After looking at the per-PCB SPD cache code, I believe the same
underlying problem exists for both the in-tree sys/netipsec and
sys/netkey implementations.  Briefly, the problem is that the per-PCB
cache is updated lazily; PCBs cache-slots can still hold entries to
SPD objects after the object is marked `dead' (i.e., sp->state ==
IPSEC_SPSTATE_DEAD).  Yet key_timehandler() treats the refcnt field of
`dead' policy entries as a TTL (calling  .  Doing both of those
at the same time cannot work correctly.

Suppose a policy is administratively deleted and thus marked as
`dead'. When the PCB attempts to use its cached state and compares it
against the global generation number, the PCB-cache code will notice
the generation number in the PCB cache is out-of-date, and will
rebind. However, in the meantime, key_timehandler() decrements the
refcount of all `dead' SPD objects each time it runs.  Eventually
those refcounts hit zero, and the object is freed.  If the per-PCB
cache touches the SPD entry after that, all bets are off.  (If the
object is on the free list, the freelist entry gets the refcount field
decremented; if the object has been reallocated, the PCB code smashes
the refcount field of the new object).

I'm not submitting a PR for this unless and until I can reproduce it
in a stock unmodified tree, which may take some time -- I'm trying to
fix the bug in my own tree.  But I beleive this bug is also present in
the 2.0 branch.  Meanwhile: does anyone see any flaws in my analysis?

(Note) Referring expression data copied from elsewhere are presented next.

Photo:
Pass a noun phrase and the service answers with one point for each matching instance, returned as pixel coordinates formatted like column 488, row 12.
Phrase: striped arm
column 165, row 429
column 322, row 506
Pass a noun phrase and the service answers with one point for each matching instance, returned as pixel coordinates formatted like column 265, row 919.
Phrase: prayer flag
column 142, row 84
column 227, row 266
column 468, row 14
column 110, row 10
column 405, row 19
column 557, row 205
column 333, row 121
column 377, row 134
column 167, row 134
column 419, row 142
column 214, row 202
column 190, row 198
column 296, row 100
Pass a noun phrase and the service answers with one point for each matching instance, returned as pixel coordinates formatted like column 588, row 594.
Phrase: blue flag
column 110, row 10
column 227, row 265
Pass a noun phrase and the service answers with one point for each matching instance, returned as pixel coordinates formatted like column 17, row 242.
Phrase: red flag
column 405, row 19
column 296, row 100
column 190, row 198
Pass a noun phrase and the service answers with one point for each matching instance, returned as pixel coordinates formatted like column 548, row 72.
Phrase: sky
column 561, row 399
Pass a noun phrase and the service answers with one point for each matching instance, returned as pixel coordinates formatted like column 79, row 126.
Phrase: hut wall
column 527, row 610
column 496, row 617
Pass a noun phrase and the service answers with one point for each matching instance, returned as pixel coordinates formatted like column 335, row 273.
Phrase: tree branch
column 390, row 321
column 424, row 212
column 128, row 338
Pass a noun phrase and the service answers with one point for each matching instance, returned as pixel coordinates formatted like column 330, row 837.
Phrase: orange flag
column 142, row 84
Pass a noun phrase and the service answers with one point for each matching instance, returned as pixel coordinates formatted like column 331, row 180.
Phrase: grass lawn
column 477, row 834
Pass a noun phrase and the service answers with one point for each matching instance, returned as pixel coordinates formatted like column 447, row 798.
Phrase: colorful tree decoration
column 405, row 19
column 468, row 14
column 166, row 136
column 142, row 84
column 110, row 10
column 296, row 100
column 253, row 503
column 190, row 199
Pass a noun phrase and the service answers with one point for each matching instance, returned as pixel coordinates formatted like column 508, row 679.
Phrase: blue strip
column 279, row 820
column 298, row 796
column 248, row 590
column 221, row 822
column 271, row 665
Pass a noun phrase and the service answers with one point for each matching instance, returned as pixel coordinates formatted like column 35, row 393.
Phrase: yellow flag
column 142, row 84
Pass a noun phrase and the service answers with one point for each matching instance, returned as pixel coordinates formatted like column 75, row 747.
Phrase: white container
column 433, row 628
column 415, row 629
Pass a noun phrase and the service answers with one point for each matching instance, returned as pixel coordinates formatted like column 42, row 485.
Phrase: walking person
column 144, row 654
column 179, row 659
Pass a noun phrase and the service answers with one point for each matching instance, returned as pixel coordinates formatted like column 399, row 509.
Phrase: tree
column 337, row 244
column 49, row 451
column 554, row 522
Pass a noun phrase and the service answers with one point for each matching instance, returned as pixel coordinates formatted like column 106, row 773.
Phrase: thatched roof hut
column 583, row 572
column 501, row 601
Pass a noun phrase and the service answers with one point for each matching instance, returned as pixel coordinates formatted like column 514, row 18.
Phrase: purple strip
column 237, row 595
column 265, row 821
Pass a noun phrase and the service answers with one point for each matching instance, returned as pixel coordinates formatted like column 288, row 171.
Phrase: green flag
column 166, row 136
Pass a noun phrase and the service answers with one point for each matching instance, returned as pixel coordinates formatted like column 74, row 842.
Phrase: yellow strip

The obvious approach to fixing this is to add a new state, halfway
between DEAD and ALIVE, in which the kernel lazily collects the
per-PCB-cache refcounts; possibly with a timeout to walk the PCB list
occasionally, flushing out references from long-inactive PCBs.

KAME's sys/netkey/key.c appears to implement this new state by
splitting key_freesp() into separate delete/unlink/free operations.
key_timehandler() then uses key_sp_unlink to move `dead' SPD entries
from the list of known SPs; further pcb-cache references are removed
via key_freesp(), which eventually frees the object once the refcnt
hits zero.

Any objections to backporting that logic to sys/netipsec, verifying it
fixes my problem, then requesting a pullup for 2.0? we can add an
explicit list of delete-pending objects later, if need be.

(Reflection on the wisdom of (mis)using a refcnt field as a ttl in the
first place left as an exercise for the reader.)